Barriers of Proper Hand Hygiene in Healthcare5

Did You Know Only 5% of People Wash Their Hands Correctly?

The following is a list of self-reported factors for poor adherence with hand hygiene in the healthcare space, as well as suggested solutions to combat poor adherence:

Barriers Solution
Handwashing agents cause irritation and dryness Use of alcohol-based hand rubs decrease the likelihood of drying or irritating the skin
Sinks are incoveniently located/lack of sinks Use of alcohol-based hand rubs are to be used at the point of care, no need to use a sink for routine hand hygiene, only needed when visibly soiled...
Lack of soap and paper towels Only needed as stated above, use of alcohol-based rubs are more effective in killing pathogens and should be used unless hands are visibly soiled
Too busy/insufficient time The time saved by using hand rubs instead of handwashing can save a nurse up to 1 hour daily.
Patient needs take priority Yes, they do, but proper hand hygiene and good patient care should not be mutually exclusive.
Low risk of acquiring infection from patients The risk is always there. By using proper standard precautions and hand hygiene the risk can be cut substantially. But also remember the risk we may cause to the patient. They are the ones with multiple ports of entry and compromised conditions.

Community Commitment to Hand Hygiene

Hand hygiene will continue to remain a key strategy for staying healthy in the community. The Centers for Disease Control and Prevention (CDC) recommends that community members use an alcohol-based hand rub (ABHR) that contains at least 60% alcohol or use soap and water; and, thanks to the pandemic, there’s now a plethora of ABHR options for people.
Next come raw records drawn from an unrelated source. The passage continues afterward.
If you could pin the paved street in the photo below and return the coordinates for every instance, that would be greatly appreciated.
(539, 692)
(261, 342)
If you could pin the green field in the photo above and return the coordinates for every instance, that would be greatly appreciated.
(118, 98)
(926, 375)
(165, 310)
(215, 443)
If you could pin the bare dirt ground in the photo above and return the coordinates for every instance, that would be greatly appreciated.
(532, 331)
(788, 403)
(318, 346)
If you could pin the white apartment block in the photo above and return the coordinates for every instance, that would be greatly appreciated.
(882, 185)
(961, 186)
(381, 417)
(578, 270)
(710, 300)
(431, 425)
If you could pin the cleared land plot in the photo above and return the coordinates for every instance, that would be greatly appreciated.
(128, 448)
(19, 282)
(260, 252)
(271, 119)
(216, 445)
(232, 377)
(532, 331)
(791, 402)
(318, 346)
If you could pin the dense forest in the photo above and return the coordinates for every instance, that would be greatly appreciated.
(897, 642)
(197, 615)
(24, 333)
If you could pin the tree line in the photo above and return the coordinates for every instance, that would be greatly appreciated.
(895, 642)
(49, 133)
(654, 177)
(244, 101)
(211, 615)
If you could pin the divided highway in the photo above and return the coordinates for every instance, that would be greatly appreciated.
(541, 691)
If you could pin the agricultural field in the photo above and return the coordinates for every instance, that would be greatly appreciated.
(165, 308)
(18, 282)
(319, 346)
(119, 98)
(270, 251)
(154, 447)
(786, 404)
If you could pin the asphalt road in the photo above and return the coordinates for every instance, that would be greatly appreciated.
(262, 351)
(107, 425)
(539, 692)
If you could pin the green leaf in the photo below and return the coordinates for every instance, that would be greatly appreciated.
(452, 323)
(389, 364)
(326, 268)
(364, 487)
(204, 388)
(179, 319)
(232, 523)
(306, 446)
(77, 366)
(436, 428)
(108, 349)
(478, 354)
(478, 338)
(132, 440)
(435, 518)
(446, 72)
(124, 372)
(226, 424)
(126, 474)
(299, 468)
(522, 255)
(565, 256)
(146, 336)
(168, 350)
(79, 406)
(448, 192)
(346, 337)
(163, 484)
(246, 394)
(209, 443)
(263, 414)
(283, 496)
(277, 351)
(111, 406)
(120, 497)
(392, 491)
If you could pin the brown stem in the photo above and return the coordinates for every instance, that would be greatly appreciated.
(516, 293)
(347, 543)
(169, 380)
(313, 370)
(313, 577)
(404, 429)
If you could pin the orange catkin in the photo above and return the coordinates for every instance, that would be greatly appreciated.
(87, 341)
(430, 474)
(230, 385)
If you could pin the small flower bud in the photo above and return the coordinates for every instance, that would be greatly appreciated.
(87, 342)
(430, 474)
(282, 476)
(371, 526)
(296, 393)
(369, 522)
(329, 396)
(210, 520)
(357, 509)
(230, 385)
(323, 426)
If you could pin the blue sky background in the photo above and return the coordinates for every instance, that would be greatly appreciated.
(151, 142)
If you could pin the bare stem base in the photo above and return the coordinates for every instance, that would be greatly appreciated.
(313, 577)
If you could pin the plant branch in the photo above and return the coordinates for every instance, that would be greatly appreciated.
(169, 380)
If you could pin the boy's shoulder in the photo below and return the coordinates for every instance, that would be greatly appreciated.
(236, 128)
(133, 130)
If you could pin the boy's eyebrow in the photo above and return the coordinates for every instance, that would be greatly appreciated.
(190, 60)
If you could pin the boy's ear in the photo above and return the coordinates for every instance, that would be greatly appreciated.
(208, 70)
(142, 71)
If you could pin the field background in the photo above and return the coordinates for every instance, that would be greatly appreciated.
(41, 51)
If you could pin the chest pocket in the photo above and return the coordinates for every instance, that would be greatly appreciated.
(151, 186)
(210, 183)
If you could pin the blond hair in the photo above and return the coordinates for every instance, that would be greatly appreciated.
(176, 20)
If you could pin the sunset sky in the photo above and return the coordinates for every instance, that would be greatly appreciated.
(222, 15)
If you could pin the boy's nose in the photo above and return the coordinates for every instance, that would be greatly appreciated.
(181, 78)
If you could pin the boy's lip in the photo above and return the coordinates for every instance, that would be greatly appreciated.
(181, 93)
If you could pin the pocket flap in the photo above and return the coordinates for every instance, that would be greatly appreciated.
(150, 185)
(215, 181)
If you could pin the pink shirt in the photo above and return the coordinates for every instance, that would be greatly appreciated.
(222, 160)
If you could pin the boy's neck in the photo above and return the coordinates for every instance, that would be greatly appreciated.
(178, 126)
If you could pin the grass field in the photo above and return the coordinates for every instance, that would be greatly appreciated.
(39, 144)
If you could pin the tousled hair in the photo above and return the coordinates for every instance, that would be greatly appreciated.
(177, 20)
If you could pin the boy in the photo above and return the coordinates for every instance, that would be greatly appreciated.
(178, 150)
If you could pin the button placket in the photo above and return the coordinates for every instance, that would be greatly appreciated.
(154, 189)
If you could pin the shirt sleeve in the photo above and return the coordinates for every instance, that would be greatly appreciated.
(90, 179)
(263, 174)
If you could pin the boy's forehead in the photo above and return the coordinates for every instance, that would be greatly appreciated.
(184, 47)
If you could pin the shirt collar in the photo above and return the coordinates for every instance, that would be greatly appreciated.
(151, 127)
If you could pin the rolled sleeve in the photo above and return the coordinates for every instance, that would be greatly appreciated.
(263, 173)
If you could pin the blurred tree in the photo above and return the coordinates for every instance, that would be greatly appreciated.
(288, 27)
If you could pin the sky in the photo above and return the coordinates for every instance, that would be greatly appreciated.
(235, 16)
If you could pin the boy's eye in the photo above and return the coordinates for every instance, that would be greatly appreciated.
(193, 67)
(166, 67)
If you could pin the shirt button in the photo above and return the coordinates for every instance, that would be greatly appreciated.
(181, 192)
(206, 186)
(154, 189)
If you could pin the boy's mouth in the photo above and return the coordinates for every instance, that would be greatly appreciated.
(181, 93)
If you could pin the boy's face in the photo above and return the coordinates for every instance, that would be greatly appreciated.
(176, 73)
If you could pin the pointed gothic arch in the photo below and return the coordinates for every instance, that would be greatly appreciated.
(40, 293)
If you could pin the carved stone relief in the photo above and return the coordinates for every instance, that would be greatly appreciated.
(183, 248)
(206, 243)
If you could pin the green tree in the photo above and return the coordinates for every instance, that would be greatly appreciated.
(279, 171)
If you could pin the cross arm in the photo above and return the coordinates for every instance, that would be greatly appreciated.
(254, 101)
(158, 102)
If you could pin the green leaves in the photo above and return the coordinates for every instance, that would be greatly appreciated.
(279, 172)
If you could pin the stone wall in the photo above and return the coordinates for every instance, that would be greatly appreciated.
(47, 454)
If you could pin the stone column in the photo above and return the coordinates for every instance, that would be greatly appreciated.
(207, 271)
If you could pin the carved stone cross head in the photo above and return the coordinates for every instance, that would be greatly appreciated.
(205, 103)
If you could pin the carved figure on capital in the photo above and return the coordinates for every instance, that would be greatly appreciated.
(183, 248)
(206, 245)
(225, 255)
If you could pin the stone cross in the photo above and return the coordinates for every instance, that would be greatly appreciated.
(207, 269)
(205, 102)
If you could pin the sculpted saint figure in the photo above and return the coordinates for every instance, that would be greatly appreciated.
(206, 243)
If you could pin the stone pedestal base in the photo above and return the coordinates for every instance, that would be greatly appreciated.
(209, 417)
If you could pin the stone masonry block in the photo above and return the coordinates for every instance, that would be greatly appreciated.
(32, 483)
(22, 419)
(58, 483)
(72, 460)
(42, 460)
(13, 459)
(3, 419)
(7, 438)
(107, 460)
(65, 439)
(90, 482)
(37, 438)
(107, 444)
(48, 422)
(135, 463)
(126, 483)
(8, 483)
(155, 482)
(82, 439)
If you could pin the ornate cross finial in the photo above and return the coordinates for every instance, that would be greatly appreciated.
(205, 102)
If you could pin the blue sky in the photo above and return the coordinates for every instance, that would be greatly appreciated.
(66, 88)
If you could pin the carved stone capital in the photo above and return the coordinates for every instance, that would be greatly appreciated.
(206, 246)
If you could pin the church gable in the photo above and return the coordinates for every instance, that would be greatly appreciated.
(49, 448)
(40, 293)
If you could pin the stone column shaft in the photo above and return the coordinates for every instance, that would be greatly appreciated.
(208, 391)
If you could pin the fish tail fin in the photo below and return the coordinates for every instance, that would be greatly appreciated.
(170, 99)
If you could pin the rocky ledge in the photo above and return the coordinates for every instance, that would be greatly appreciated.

Regular hand hygiene by community members has many benefits to the community, including reducing respiratory illnesses by 21% and reducing diarrheal illnesses by 31%6. Community members should continue to perform hand hygiene, preferably using an ABHR, during key moments such as before eating or preparing food, and after coughing or sneezing. Handwashing using soap and water should be performed when hands are visibly dirty or after using the restroom.
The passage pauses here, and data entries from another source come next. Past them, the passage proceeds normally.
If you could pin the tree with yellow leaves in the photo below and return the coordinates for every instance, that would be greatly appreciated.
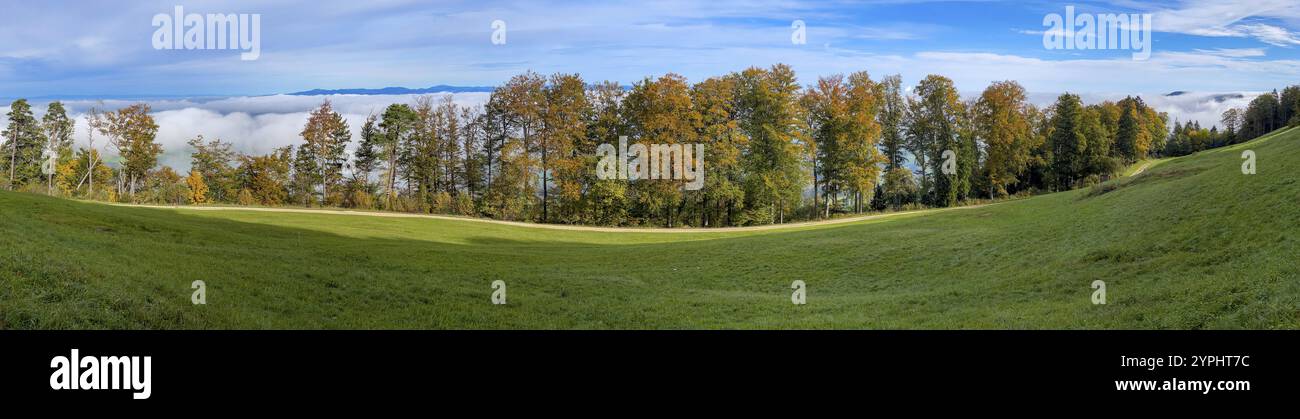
(198, 188)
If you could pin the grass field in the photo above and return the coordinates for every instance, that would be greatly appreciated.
(1187, 243)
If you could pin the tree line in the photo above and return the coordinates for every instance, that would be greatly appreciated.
(775, 151)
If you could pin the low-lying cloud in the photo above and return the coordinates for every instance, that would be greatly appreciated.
(260, 124)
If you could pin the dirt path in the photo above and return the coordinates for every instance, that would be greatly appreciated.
(559, 227)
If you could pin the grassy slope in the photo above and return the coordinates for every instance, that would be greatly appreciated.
(1188, 243)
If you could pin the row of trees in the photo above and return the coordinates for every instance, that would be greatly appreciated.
(774, 151)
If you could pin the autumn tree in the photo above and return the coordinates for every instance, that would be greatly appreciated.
(395, 130)
(198, 188)
(723, 194)
(1067, 142)
(934, 129)
(1000, 117)
(326, 135)
(26, 142)
(768, 116)
(131, 132)
(659, 112)
(215, 162)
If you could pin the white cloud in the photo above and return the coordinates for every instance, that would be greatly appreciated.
(1238, 18)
Global Hand Hygiene in the Post-Pandemic Era

As the current pandemic shifts to COVID-19 as an endemic pathogen, like Influenza, many people are wondering what habits that they acquired in the pandemic should remain. While there are some habits that we can safely get rid of (looking at you, people wearing latex gloves at the grocery store), there are some that should stay for good. Respiratory etiquette, which is covering your cough and/or sneeze, was an effective strategy for preventing transmission of respiratory illnesses prior to the pandemic and will continue to be for other respiratory illnesses going forward7.

More frequent surface cleaning and disinfection should also hang around, as cleaner surfaces translate to a lesser chance of acting as a reservoir or vehicle for infection transmission 9. Air quality has also been a huge focus and employing technology that can rid the air of viral or bacterial pathogens should definitely be considered. However, the one habit that should remain is regular hand hygiene. I believe the increased focus hand hygiene through the pandemic has allowed for reductions in other infectious diseases that are generally transmitted through direct touch, and this increased focus on hand hygiene applies to both the healthcare and community settings.

Fighting the spread of infection is a job for everyone, and continued commitment to proper and thorough hand hygiene, covering our cough, and keeping surfaces clean, will allow us to perform that job well, ensuring the infection prevention and a healthier world.